Anche i giornali hanno fatto poco?
«No, i giornali no. Il Corriere ha messo addirittura i neuroni specchio tra le dieci maggiori invenzioni e scoperte dall’Unità d’Italia».
I neuroni specchio danno una base scientifica all’empatia, alla capacità di mettersi nei panni di un’altra persona, di sentire come si sente chi ci sta di fronte e di aumentare quindi la possibilità di comunicare con il prossimo. Mi permetta di farle un esempio terra terra. Un allenatore di calcio molto carismatico (come si ama dire) è quindi uno i cui neuroni specchio vanno a mille?
«Certamente nel caso di Mourinho. Lui è un ottimo esempio per la capacità che aveva di capire e di coinvolgere la squadra, i sentimenti del gruppo. Un altro esempio, sempre calcistico, è quello di Guidolin, l’allenatore dell’Udinese. Se vuole esempi pratici, posso farle quello delle ragazze che lavorano all’Unicredit e che sono venute a trovarmi…».
Be’, le banche hanno molto bisogno di neuroni specchio in questo momento che sono diventate il simbolo dell’egoismo.
«Abbiamo parlato dei rapporti all’interno delle aziende (non solo bancarie). Molto spesso i rapporti tra capufficio e impiegati sono proprio sbagliati. Lo scopo non è di creare il gruppo, la squadra, ma è quello di dividere, di colpevolizzare. Invece bisogna fare come Mourinho o come Guidolin che lavorano per la coesione del team».
È vero che i neuroni specchio ci fanno entrare più facilmente in empatia con chi prova gioia che con chi prova dolore o imbarazzo?
«Sì, e credo che si tratti di una questione legata all’evoluzione.
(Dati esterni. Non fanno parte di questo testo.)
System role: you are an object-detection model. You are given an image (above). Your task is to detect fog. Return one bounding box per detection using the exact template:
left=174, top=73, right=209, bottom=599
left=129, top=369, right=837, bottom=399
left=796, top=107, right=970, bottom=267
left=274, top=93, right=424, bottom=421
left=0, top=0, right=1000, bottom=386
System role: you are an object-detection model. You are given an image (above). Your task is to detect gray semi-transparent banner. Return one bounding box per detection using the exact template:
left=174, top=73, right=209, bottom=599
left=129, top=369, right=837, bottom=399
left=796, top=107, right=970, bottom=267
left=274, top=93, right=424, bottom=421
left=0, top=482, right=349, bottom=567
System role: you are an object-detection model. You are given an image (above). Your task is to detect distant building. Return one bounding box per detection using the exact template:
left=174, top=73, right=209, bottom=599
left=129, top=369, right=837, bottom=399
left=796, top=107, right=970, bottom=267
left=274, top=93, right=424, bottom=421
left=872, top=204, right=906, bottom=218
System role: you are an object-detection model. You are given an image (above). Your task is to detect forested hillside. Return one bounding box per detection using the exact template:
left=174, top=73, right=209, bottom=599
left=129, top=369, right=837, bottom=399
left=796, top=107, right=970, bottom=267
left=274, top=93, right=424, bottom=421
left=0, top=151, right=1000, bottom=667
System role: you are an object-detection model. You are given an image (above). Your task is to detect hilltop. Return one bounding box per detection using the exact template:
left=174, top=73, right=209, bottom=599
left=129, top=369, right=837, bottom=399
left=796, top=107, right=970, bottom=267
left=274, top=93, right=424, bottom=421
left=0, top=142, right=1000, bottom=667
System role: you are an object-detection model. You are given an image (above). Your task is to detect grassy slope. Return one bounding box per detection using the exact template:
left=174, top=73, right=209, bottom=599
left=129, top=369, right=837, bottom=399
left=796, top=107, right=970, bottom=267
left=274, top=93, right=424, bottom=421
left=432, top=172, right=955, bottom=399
Se lei vomita, io il cibo che lei ha mangiato non lo mangio, perché potrebbe essere avvelenato, tossico e infatti lei sta male. Così se io vedo uno che soffre, che prova dolore, io non mi avvicino, mi metto in allarme perché c’è qualcosa che non va. Mentre se vedo un ragazzo e una ragazza che stanno felici assieme io non mi allarmo perché non è una situazione pericolosa per me».
È vero che i neuroni specchio potrebbero avere un ruolo importante nella cura dell’autismo?
«Sempre Ramachandran, con un’altra delle sue formule geniali, ha parlato di broken mirror, dello specchio rotto dell’autismo, riferendosi a neuroni specchio insufficienti. La questione dell’autismo è più complessa, ci sono deficit del sistema motorio molto spinti. Non si tratta solo di neuroni specchio rotti. Ma molto di vero in quello che dice Ramachandran c’è».
Mi scusi, professore, ma quasi tutti i suoi colleghi al posto suo avrebbero chiamato i neuroni specchio “neuroni Rizzolatti”, dando il loro nome alla scoperta. Perché lei non l’ha fatto?
«Non sarebbe stato giusto. Si lavora in team. I miei collaboratori di quel periodo, Luciano Fadiga, Vittorio Gallese, Leonardo Fogassi, erano molto bravi. Il merito mio è di aver creato la tensione, il gruppo, un po’ come si diceva di Mourinho. Qui siamo in quaranta all’incirca e le assicuro che ci sono personalità forti, ma, a differenza che in altre parti, non ci sono baruffe, incomprensioni. È un gruppo molto coeso».
Professore, perché non le danno il Nobel come auspicano in tanti, compresi scienziati che lo hanno già vinto?
«Dovrei essere un po’ paranoico per lamentarmi di non avere avuto il Nobel perché è un premio che viene dato per la medicina o la fisiologia, e include gente che inventa la risonanza magnetica (per fare un esempio) fino ai geni della genetica. Nell’ambito delle scienze cognitive sono uno dei numeri uno, se non il numero uno, ma, le ripeto, è anche una questione di disciplina. In questo periodo sono la genetica e l’immunologia a dominare».
Tra le ricadute della sua scoperta, c’è una ricerca dell’Università Jules Verne di Amiens, secondo la quale i neuroni specchio giocano un ruolo anche nel meccanismo che provoca l’erezione. È così?
«Questa è una domanda che mi fanno sempre i giornalisti».
È una corporazione di maniaci sessuali. Ma la risposta alla mia domanda qual è?
«Credo che sia vero, se no perché la gente guarderebbe i film pornografici?».